Le blog est des plus classieux visuellement, Souillon (le « partenaire » de Maliki qui s’occupe entre autres des dédicaces2) travaillant ses planches en profondeur au niveau des couleurs, très loin de l’aspect « brouillon » que proposent la plupart de ses confrères. Une qualité qui se paye, naturellement, en fréquence, ce petit moment de bonheur restant hebdomadaire. D’où l’intérêt de le savourer également en album. Ça tombe bien, le troisième sort incessamment…

Culturofil a eu l’occasion d’interviewer Souillon en pleine dédicace à Angoulême…
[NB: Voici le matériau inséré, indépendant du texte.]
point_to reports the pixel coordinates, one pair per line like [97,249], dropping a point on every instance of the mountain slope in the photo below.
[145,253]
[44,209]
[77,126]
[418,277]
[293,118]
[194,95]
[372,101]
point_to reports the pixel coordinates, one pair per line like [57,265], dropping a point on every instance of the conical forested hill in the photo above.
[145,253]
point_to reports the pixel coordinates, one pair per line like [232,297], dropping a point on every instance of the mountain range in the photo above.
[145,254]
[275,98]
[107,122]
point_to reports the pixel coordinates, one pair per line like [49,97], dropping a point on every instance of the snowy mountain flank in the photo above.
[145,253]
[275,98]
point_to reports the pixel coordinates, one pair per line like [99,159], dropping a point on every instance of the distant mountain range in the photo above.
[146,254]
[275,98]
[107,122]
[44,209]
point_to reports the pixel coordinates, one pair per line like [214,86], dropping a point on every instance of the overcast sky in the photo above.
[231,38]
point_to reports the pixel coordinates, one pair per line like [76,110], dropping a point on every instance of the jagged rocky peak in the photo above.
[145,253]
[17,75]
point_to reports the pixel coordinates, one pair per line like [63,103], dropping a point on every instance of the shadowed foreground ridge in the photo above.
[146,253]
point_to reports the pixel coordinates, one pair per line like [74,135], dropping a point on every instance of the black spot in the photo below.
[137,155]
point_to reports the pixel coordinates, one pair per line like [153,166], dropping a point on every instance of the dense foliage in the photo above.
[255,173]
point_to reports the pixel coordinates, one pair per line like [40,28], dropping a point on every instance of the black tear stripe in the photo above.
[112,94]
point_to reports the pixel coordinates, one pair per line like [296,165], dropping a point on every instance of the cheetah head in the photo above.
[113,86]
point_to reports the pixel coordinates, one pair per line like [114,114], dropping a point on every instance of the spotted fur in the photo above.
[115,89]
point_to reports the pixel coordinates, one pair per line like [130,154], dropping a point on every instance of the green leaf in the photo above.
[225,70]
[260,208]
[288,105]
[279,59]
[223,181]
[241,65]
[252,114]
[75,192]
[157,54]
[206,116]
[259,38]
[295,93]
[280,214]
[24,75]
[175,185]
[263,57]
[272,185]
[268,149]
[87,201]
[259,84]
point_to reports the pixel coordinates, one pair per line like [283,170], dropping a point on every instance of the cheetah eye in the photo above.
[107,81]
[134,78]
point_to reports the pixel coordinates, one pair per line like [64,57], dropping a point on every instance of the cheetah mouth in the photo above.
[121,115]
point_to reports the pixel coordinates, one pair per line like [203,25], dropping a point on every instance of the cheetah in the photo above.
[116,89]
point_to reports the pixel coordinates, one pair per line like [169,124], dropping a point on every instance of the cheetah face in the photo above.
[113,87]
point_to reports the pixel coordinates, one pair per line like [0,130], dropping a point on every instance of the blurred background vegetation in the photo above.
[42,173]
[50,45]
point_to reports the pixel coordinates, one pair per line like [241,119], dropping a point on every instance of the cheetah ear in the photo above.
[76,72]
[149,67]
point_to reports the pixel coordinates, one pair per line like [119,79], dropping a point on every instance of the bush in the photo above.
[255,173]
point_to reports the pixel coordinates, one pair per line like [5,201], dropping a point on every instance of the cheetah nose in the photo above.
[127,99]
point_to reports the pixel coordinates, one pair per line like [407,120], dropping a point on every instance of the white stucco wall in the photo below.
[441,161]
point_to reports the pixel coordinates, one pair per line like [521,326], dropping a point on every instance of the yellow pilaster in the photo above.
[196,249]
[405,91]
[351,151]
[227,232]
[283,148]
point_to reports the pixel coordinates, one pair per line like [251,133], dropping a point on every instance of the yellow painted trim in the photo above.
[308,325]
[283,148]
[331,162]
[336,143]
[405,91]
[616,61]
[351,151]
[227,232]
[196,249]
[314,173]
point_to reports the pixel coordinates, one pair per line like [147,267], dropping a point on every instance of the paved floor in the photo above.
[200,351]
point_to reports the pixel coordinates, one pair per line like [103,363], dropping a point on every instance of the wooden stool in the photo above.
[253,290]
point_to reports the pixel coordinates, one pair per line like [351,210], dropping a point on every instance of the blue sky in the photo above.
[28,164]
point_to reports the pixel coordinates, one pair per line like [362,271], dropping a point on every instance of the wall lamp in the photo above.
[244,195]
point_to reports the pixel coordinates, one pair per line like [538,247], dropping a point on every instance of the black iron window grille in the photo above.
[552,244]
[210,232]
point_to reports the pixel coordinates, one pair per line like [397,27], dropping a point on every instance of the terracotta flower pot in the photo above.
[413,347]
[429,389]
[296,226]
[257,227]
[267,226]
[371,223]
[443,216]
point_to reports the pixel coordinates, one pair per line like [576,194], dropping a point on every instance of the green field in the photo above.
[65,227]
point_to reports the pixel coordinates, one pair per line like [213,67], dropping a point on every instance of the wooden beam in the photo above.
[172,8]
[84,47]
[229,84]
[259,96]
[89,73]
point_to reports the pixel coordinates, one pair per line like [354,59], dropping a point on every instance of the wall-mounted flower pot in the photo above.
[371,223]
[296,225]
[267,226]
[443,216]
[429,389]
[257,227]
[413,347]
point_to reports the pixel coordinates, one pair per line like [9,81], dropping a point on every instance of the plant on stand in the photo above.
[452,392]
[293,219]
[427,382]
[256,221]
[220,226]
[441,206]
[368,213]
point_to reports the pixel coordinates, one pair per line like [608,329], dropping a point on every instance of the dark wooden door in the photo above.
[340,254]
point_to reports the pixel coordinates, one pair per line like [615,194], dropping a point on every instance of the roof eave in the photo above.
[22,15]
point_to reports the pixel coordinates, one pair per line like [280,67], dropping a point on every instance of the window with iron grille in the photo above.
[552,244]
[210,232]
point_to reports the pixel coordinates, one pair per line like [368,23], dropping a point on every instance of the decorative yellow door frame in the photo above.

Quelle est l’origine du blog de Maliki ?
Les histoires ont une base réelle adaptée suivant les personnages. Elles sont extrapolées, mais elles partent toujours d’une vraie anecdote. Officiellement, Maliki se dessine toute seule. À l’époque, c’était le groupe Gorillaz qui m’avait donné cette envie : juste des personnages de dessin animé qui chante. Je trouvais ça intéressant, des personnages qui existent sans leur auteur, sans personne pour réclamer leur paternité. L’idée c’était d’avoir quelqu’un de très vivant sur Internet. Le site a toujours été présenté comme un webcomic, mais comme à l’époque la mode était aux blogs, tout le monde est parti sur l’idée qu’il s’agissait d’un vrai personnage. La confusion était aussi un peu recherchée, c’était pour montrer que ce personnage pouvait devenir quelqu’un de vivant.

Entre Frantico et les Chicou-Chicou3, on observe une sorte de fascination pour le canular chez les bloggers. C’est une réalité ?
Je n’ai pas vraiment lancé Maliki dans le but de berner les gens. À l’époque où j’ai commencé, j’étais très naïf et je ne savais pas qu’il y avait autant de blogs BD. Je faisais ma petite expérience dans mon coin, sans penser que ce serait pris comme ça. Le phénomène blog a déteint dessus.

Le ton est souvent mélancolique…
L’idée n’était pas forcément de dessiner quelque chose de toujours drôle, mais plutôt de faire passer des idées. Comme je pars toujours d’une anecdote, je n’avais pas vraiment envie de me forcer à raconter systématiquement des trucs amusants. Il n’y a pas de ligne éditoriale, c’est selon l’humeur. Je n’ai pas forcément toujours envie de faire rire les gens : j’essaie de faire passer une sensation. Si les gens me disent « J’ai bien rigolé » ou s’ils me disent « J’ai versé une larme », je suis content.

Vos influences graphiques sont essentiellement du côté du manga ?

Pas seulement, non. Du côté des mangas, ce sont principalement les vieilles séries, je n’ai plus trop le temps de m’intéresser aux nouveautés. Rumiko Takahashi (Ranma ½, Lamu…), Mitsuru Adachi (Touch…), Akira Toriyama (Dragon Ball, surtout la première période). Depuis, je me suis aussi intéressé aux travaux de Trondheim, de Sfar, de Larcenet, ce qui m’a plus influencé au niveau narration du quotidien, ces petites choses qui sont finalement intéressantes à relever et à décortiquer un peu.

Quelle technique utilisez-vous ?

En dédicace, je fais de l’aquarelle, chez moi c’est plutôt Photoshop, c’est plus rapide. L’aquarelle demande à être retravaillée derrière : c’est difficile à scanner, à remettre en page… et puis on n’a pas le droit à l’erreur. Sur Photoshop, il y a Ctrl Z (rires).

Maliki, deux tomes parus, tome 3 à paraître, Ankama Éditions.

  1. Jeu en ligne massivement multijoueur, un des plus connus du grand public étant World of Warcraft.
  2. Oui, ne cherchez pas de jeune fille aux cheveux roses dans les conventions : Souillon dessine pendant que son personnage fétiche picole avec Boulet et Mélaka !
  3. Deux blogs tenus officieusement par de grands noms de la BD actuelle, mais jamais signés des vrais artistes.